4. **Tabulate** as a `pass / marginal / fail` triple per model. A clean 24/0/0 is the production-ready ceiling; anything below it needs §07-style triage on the specific failures.
5. **Record** entities-per-document and relations-per-document from the resulting graph so the report's breadth-vs-density discussion is reproducible.

## The six query shapes

Six queries chosen before any model ran. Each tests a different failure surface of the extractor.

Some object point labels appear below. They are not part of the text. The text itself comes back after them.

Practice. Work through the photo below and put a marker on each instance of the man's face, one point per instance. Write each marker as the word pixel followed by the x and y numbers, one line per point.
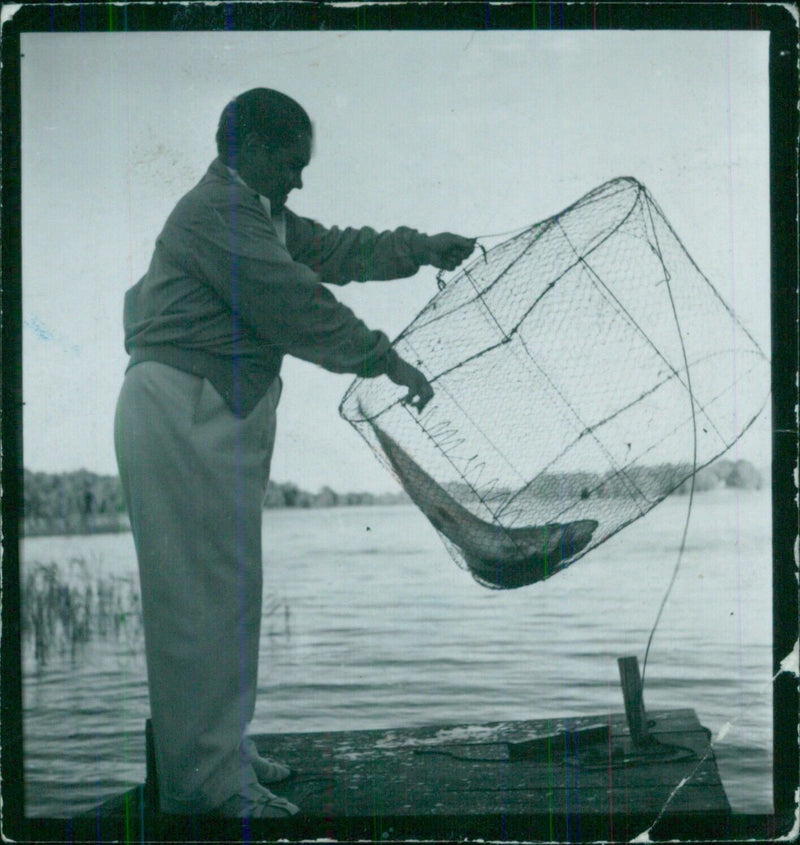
pixel 275 171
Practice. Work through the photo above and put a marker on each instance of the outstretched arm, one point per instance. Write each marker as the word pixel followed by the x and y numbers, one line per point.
pixel 340 256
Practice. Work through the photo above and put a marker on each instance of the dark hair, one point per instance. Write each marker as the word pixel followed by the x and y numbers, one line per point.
pixel 276 118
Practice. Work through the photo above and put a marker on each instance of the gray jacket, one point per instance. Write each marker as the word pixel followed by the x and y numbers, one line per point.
pixel 225 299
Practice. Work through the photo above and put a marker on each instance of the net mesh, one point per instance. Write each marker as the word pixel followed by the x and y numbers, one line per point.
pixel 563 408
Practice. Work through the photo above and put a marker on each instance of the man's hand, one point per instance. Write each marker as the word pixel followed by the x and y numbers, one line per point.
pixel 445 250
pixel 419 390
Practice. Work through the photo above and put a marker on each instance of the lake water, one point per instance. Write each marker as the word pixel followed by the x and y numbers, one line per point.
pixel 369 624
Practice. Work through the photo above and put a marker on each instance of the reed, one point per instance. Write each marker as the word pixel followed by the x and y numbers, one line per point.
pixel 66 607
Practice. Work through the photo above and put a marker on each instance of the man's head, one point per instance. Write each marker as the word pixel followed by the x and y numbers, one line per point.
pixel 266 136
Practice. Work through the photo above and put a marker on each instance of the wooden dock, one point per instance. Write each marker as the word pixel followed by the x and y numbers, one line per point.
pixel 548 779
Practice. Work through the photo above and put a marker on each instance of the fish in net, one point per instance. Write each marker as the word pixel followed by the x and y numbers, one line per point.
pixel 583 370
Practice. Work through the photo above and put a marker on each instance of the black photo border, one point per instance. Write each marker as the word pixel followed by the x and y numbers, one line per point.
pixel 780 20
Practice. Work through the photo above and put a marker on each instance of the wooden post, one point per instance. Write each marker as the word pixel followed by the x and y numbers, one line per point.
pixel 151 775
pixel 634 701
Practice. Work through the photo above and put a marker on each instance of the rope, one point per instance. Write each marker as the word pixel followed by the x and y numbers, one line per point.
pixel 694 463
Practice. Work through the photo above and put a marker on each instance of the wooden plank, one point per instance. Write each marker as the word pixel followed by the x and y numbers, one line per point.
pixel 466 771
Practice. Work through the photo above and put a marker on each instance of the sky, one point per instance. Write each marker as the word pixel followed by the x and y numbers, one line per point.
pixel 470 132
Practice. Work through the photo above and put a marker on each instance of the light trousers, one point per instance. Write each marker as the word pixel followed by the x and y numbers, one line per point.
pixel 194 477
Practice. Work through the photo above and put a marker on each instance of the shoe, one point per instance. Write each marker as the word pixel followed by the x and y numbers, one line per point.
pixel 256 802
pixel 267 770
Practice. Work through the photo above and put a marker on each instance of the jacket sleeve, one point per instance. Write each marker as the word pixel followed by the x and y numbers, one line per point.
pixel 346 255
pixel 233 247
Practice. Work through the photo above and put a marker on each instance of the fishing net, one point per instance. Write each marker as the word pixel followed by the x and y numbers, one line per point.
pixel 583 370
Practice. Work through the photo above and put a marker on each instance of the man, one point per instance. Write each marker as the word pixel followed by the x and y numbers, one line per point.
pixel 234 284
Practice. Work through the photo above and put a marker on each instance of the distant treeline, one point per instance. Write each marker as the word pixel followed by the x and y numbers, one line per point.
pixel 83 502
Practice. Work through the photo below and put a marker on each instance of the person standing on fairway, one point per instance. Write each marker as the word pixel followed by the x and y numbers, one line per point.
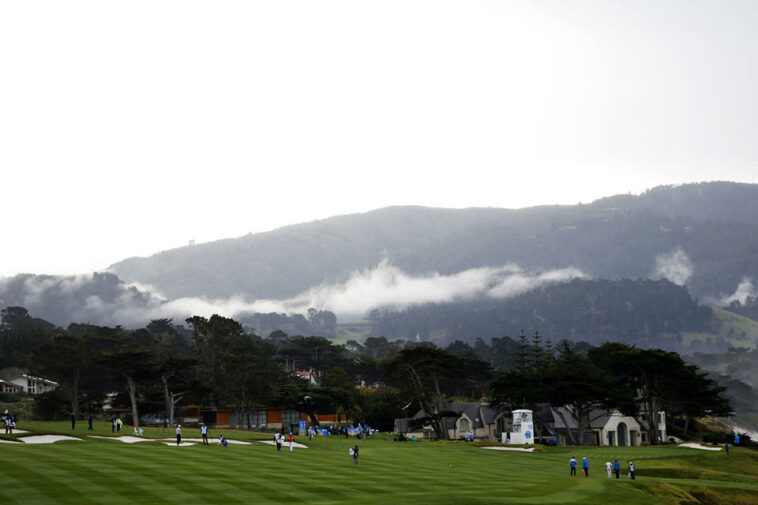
pixel 204 433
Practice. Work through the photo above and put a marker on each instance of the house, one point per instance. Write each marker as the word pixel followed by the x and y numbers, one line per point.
pixel 310 376
pixel 29 384
pixel 7 387
pixel 606 427
pixel 477 417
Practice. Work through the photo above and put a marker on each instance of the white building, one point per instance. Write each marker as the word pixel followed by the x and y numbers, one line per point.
pixel 30 384
pixel 522 428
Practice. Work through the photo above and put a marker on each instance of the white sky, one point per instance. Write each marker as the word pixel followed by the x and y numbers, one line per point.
pixel 131 127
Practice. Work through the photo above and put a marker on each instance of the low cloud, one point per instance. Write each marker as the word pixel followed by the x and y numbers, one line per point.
pixel 674 266
pixel 106 300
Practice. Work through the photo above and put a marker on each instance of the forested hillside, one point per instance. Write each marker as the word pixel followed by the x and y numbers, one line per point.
pixel 647 313
pixel 707 233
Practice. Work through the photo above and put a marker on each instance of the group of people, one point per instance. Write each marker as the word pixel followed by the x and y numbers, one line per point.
pixel 611 468
pixel 10 422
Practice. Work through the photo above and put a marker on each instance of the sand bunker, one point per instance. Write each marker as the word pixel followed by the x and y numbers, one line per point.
pixel 692 445
pixel 514 449
pixel 285 444
pixel 46 439
pixel 127 439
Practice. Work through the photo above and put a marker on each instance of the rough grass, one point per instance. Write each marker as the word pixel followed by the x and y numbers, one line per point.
pixel 730 327
pixel 439 473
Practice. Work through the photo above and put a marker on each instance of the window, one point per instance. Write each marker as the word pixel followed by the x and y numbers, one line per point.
pixel 290 417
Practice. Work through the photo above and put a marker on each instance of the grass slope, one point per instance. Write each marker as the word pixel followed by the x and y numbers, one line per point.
pixel 106 471
pixel 736 330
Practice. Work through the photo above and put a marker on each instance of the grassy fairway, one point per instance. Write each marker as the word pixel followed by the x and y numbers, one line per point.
pixel 111 472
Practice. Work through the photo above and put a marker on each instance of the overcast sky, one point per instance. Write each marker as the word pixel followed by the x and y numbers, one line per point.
pixel 131 127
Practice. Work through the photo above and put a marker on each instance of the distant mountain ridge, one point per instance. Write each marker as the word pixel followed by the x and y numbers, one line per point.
pixel 714 225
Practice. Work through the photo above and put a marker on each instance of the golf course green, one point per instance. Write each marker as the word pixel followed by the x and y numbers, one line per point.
pixel 105 471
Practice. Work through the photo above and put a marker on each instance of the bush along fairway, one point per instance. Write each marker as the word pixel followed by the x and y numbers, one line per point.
pixel 98 470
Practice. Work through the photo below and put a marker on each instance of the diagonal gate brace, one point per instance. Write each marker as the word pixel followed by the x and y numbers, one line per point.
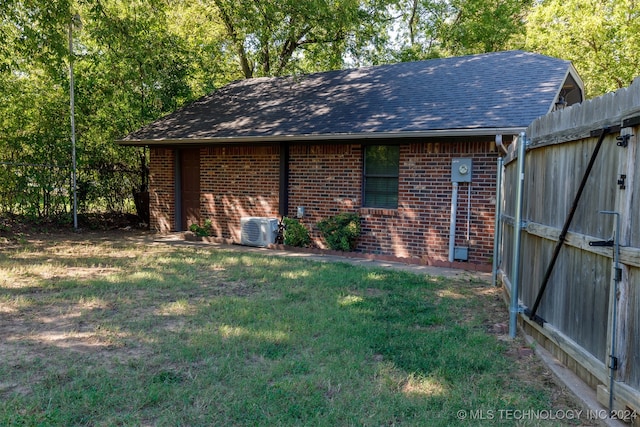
pixel 601 133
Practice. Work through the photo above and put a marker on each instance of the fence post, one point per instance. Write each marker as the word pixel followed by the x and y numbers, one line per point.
pixel 515 282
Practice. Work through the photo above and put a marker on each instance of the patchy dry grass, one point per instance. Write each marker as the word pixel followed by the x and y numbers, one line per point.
pixel 105 331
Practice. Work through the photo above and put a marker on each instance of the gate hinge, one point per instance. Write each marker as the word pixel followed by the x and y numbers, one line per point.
pixel 618 274
pixel 601 243
pixel 623 140
pixel 622 181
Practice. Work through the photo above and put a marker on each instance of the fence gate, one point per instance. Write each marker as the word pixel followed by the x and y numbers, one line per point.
pixel 571 254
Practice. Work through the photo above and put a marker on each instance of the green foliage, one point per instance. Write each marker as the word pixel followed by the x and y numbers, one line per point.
pixel 601 38
pixel 341 232
pixel 201 231
pixel 295 233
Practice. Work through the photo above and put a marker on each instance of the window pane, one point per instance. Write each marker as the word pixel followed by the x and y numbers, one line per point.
pixel 382 160
pixel 381 176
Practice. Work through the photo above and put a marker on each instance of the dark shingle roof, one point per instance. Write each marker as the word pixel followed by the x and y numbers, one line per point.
pixel 488 91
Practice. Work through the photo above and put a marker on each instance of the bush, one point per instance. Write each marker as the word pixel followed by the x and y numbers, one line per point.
pixel 295 234
pixel 341 232
pixel 201 231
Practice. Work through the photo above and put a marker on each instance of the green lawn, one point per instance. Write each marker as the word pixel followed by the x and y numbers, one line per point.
pixel 120 332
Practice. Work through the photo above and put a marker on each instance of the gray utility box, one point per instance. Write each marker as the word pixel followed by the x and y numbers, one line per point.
pixel 461 253
pixel 461 170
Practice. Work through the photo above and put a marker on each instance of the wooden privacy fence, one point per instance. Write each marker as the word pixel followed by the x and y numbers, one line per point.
pixel 579 316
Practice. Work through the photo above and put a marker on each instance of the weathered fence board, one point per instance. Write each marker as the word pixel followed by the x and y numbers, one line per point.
pixel 577 306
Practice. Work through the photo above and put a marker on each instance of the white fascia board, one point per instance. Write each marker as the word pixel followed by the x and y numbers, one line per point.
pixel 438 133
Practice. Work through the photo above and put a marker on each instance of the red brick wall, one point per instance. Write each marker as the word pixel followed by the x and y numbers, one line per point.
pixel 161 189
pixel 236 182
pixel 327 179
pixel 419 228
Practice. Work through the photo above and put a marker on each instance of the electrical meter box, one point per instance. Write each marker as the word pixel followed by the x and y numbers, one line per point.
pixel 461 170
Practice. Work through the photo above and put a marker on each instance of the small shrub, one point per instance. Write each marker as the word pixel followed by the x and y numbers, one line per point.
pixel 201 231
pixel 341 232
pixel 295 234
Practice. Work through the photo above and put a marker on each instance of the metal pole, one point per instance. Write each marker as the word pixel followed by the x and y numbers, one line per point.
pixel 614 325
pixel 515 282
pixel 452 229
pixel 498 224
pixel 73 128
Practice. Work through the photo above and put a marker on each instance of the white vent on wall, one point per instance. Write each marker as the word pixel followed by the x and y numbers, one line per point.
pixel 257 231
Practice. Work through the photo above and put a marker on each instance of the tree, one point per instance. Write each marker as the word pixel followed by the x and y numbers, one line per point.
pixel 276 38
pixel 601 38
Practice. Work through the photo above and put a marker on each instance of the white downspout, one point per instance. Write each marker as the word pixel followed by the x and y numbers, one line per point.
pixel 452 226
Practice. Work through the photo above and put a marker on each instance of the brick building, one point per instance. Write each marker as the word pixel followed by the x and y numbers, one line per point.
pixel 402 145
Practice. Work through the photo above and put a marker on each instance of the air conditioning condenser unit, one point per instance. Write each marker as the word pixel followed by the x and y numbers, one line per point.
pixel 257 231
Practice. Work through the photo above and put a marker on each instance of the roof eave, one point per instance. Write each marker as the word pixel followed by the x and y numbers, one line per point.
pixel 436 133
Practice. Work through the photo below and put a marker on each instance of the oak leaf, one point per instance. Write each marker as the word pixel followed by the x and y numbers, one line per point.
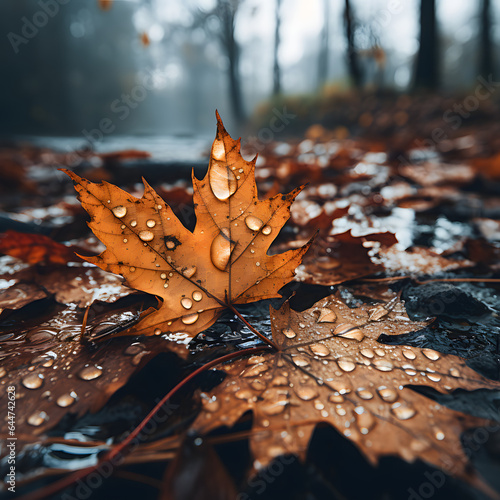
pixel 197 274
pixel 330 368
pixel 55 374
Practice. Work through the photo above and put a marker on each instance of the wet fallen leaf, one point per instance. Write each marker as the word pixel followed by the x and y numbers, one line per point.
pixel 196 274
pixel 418 261
pixel 55 374
pixel 341 257
pixel 331 369
pixel 36 248
pixel 105 4
pixel 433 173
pixel 197 473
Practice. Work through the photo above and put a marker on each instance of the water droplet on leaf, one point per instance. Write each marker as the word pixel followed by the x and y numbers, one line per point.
pixel 119 211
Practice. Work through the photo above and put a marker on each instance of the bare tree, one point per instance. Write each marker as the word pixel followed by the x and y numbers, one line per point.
pixel 486 64
pixel 352 57
pixel 226 11
pixel 324 42
pixel 276 66
pixel 426 73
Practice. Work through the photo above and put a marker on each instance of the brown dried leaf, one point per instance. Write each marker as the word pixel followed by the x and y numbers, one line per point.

| # | Shape | What it tests | What failure looks like |
|---|---|---|---|
| 1 | **Single-entity recall.** "What does the corpus say about X" where X is a specific entity that appears in exactly one document. | Whether the extractor noticed X at all and indexed it as a queryable entity. | gpt-4o-mini class models silently skip low-frequency entities and the query returns nothing or returns unrelated chunks. |
| 2 | **Cross-document synthesis.** "What is the relationship between A and B" where A and B appear in separate documents that are conceptually linked. | Whether the extractor's relation graph is wide enough to connect the two without a multi-hop traversal. | Low-breadth extractors put A and B in disconnected subgraphs and the retrieval cannot bridge them. |
| 3 | **Recency / temporal.** "What is the most recent decision about X" where X has been mentioned multiple times across the corpus and the right answer is in the chronologically last document. | Whether the extractor preserves enough temporal context (dates, versions) that the retrieval can rank correctly. | Extractors that strip dates from entity descriptions retrieve all mentions equally; the recency signal is lost. |
| 4 | **Disambiguation.** "Which X" when two entities share a name but refer to different things (e.g. two projects with the same code name). | Whether the extractor produces distinguishable entity descriptions that the retrieval can disambiguate. | Extractors with low rel/ent ratios produce two entries called "X" with no qualifying detail; the retrieval returns both indiscriminately. |
| 5 | **Multi-hop traversal.** "What links A to B through C" where the path is two hops in the graph. | Whether the relation density is sufficient for the pipeline's multi-hop retrieval mode to find the path. | Sparse-relation extractors (low rel/ent) miss the middle hop; the pipeline cannot construct the path. |
| 6 | **Negation / contrast.** "What does the corpus NOT say about Y" or "What did we decide AGAINST regarding Y". | Whether the extractor recognises contrastive structure (decisions against, alternatives rejected) rather than reading every mention of Y as an endorsement. | Extractors that flatten contrastive language miss the negation; the retrieval returns mentions of Y without the contrast. |

The four retrieval modes (LightRAG's `naive` / `local` / `global` / `hybrid`) test the orthogonal dimension of whether the pipeline's retrieval strategy can find what the extractor put in the graph.

## Re-instantiation checklist for your corpus

1. Pick 20 documents that match the shape of your production retrieval workload. Pin them in a YAML file by relative path so the same files are ingested for every model row.
2. Write 6 canary queries that match the six shapes above, adapted to your corpus topic and entity types. For each query, name the document or section that should appear in the returned context (the expected reference). Commit the queries to the repo alongside the file list.
3. For each model you evaluate, ingest the 20-document corpus through your chosen knowledge-graph RAG pipeline with that LLM as the extractor, then run all 24 cells. Score by hand or by a script that compares returned context against the expected references.
4. Tabulate `pass / marginal / fail` plus entities-per-document plus relations-per-document plus measured cost on the 20-document subset.
5. Decide on a default. The cheapest model that hits 24/24 is the production answer; below that, the cost/quality trade-off is corpus-specific.

If you do this and your ranking comes out different from the report's, the report's invalidation conditions in [`../invalidation.md`](../invalidation.md) name what would falsify which finding. Write back through the issue tracker on the report's repository; a re-measurement that overturns a ranking is more valuable than a re-measurement that confirms one.